5 comentários:
De António de Almeida a 23 de Setembro de 2008 às 14:29
-Como acontece também no nosso Alentejo. Um acto isolado, uma incidente destes, pode ocorrer em qualquer parte do mundo, explorar o facto politicamente é oportunismo, precisamente por aqueles que se recusam a classificar ondas de assaltos por exemplo, onde os incidentes não aparecem isolados, mas são vários e consecutivos. 2 pesos, 2 medidas.
De Jorge A. a 23 de Setembro de 2008 às 18:40
"Um acto isolado, uma incidente destes, pode ocorrer em qualquer parte do mundo, explorar o facto politicamente é oportunismo"

Se bem que os casos de acidentes com armas nos Estados Unidos ou na Finlândia não se tratem propriamente de casos isolados.
De António de Almeida a 24 de Setembro de 2008 às 12:54
-Quando classifico os casos de isolados, não me refiro a maior ou menor frequência ou gravidade, apenas apago relação entre eles. Seria como afirmar que os idiotas de Columbine têm alguma ligação com este finlandês , excepto é claro a perturbação mental.
De Carlos Santos a 24 de Setembro de 2008 às 01:00
Meus caros,

A questão das armas não é obviamente neutral em muitos estados americanos, onde desempenha um peso importante. Mas até agora, os beneficiários eleitores disso não foram os "aproveitadores", mas antes o próprio GOP com o solidificar da sua base de apoio no Montana, North e South Dakota, entre outros already red states. Verdadeiramente, seria o GOP o máximo beneficiário disso se a questão servisse para virar a cor da Pennsylvania. Como argumento aqui http://ovalordasideias.blogspot.com/2008/09/florida-e-n-carolina-toss-ups-obama-4.html, virar a PA é verdadeiramente a única oportunidade de McCain vencer a disputa eleitoral, num momento em que o Iowa, o New Mexico e ou o Colorado ou a Virginia parecem firmes na coluna democrata.
De Jorge A. a 24 de Setembro de 2008 às 01:16
Caro Carlos,

quanto ao António não sei, mas na minha opinião quem se "aproveita" sempre destas coisas não são tanto os politicos americanos, mas sim boa parte dos politicos portugueses para pintar os americanos como lhes convém.

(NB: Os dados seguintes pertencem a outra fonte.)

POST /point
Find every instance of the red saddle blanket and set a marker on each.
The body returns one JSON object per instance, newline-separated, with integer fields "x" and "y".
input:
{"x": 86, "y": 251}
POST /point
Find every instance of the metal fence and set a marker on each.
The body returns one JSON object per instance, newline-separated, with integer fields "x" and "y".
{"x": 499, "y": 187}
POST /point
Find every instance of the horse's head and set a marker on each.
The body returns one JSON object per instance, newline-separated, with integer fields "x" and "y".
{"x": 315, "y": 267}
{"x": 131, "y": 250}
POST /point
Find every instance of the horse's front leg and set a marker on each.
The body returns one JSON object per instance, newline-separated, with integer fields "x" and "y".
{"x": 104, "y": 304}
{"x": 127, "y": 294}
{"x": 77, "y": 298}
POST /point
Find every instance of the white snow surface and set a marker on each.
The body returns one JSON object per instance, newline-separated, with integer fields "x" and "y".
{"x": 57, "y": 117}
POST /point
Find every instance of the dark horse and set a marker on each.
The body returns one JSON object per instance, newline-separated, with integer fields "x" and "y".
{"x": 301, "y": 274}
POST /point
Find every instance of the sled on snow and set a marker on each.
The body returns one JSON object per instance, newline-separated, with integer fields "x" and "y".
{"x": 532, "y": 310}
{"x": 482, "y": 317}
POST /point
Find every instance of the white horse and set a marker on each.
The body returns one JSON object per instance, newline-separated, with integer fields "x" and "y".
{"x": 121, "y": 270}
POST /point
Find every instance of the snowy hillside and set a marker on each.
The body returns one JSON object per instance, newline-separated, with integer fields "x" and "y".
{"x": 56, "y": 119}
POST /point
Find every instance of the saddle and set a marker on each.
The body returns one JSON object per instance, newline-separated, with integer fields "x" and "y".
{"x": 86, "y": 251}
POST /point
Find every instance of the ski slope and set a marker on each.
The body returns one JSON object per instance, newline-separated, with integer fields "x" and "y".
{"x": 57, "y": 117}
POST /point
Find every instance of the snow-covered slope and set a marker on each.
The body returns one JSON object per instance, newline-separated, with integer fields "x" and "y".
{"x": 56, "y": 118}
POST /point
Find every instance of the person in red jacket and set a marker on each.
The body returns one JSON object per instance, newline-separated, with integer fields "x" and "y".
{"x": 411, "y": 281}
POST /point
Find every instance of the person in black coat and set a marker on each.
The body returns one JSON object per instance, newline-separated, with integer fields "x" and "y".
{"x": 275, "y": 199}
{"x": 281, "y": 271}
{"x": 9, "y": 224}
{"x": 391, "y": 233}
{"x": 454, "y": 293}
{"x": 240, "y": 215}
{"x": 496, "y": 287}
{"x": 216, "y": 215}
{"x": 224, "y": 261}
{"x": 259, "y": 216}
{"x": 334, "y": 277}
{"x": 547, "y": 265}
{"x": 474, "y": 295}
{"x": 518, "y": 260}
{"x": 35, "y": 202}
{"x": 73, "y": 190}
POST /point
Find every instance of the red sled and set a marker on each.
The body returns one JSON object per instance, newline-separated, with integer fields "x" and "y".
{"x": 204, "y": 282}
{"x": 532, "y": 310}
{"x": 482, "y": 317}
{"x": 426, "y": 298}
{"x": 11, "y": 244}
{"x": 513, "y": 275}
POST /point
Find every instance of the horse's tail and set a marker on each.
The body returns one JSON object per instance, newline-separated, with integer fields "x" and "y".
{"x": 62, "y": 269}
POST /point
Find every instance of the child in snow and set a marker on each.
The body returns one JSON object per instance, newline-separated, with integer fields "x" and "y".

Em relação à campanha americana claro que concordo consigo, os defensores do direito à posse de armas, apesar de constituirem uma minoria, são demasiado importantes para qualquer uma das campanhas deixar de apoiá-los. Não por acaso Obama tem anuncios de rádio a anunciar que vai deixar as pessoas ficarem com as suas armas e Joe Biden lança "recados" ao próprio Obama para não se atrever a tirar-lhe as armas que tem em sua posse.